Grandson of Jumpin’ Joe Caldwell (#2 pick, 1964). Father from Durham. Reclassified a year early and shook college basketball. ACC Player of the Year AND Rookie of the Year. Consensus All-American. Drafted #2 behind his own high school teammate. Six teams. Still going. Still rapping.

Fwd/Center6’11”2017–181st Rd, 2nd — Sacramento Kings
1 Duke season • 21.0/11.1 • ACC POY + ROY • Consensus All-American • 2nd pick • 8 NBA seasons • 6 teams
Now: Forward/Center, Dallas Mavericks (traded from Washington, Feb 2026); averaging 13.0/8.9 in first 7 games with Dallas

Marvin Bagley III was born March 14, 1999, in Tempe, Arizona. The bloodline ran deep: his grandfather was Joe Caldwell — “Jumpin’ Joe” — the #2 overall pick in the 1964 NBA Draft and an Olympic basketball player. His father, Marvin Jr., grew up in Durham, North Carolina, played football at North Carolina A&T and professionally for the Arizona Rattlers. In Arizona, Marvin Jr. met Tracy Caldwell — Joe’s daughter — and started a family.

Young Marvin was 6’5 in middle school. He briefly played quarterback until a large boy wearing #99 body-slammed him from behind in a game in the rain. “That was the day I was like, ‘I don’t think football is for me.’”

His high school journey covered three schools and two states. Freshman at Corona del Sol (Tempe): state champion, MaxPreps National Freshman of the Year. Sophomore at Hillcrest Prep (Phoenix): teammates with Deandre Ayton. Then Sierra Canyon (Chatsworth, CA): sat out a year, then averaged 24.9/10.1. California Gatorade POY. Consensus #1 recruit in the Class of 2018.

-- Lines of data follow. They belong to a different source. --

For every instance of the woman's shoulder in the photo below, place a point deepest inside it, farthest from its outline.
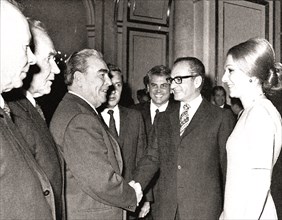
(263, 110)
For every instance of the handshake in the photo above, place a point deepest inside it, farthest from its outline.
(139, 194)
(138, 190)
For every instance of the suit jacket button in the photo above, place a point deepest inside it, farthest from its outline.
(46, 192)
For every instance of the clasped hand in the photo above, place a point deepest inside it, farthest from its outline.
(138, 190)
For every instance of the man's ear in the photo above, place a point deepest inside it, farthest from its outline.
(77, 78)
(198, 81)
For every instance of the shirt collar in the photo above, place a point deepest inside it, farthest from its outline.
(115, 109)
(162, 108)
(71, 92)
(195, 103)
(30, 98)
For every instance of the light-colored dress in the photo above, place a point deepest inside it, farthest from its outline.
(252, 148)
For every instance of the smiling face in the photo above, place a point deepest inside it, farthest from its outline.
(158, 89)
(95, 82)
(189, 88)
(16, 56)
(236, 80)
(44, 52)
(219, 98)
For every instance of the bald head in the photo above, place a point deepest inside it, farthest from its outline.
(16, 55)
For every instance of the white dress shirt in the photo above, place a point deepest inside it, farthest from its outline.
(194, 105)
(30, 98)
(71, 92)
(2, 102)
(153, 109)
(116, 115)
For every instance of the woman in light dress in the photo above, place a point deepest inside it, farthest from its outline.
(255, 143)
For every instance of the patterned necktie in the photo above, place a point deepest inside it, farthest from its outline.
(7, 109)
(184, 118)
(39, 110)
(112, 124)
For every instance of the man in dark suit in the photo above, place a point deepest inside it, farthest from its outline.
(28, 116)
(25, 191)
(95, 188)
(127, 126)
(191, 140)
(159, 91)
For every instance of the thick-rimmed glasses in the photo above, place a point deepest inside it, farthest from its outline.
(178, 79)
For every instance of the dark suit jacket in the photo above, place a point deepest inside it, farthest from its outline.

Then the earthquake: in August 2017, Bagley announced on SportsCenter that he’d reclassified from 2018 to 2017, pulling Danny Ferry’s retired #35 Duke jersey from a bag on live television. “That’s what Coach K preached — the brotherhood.” Vegas odds for Duke winning the title shifted from 7-1 to 3-1 instantly. His father, from Durham: “You just got to go with your heart. And that’s where his heart is, at Duke, in the Bull City.” Duke first offered him a scholarship in ninth grade.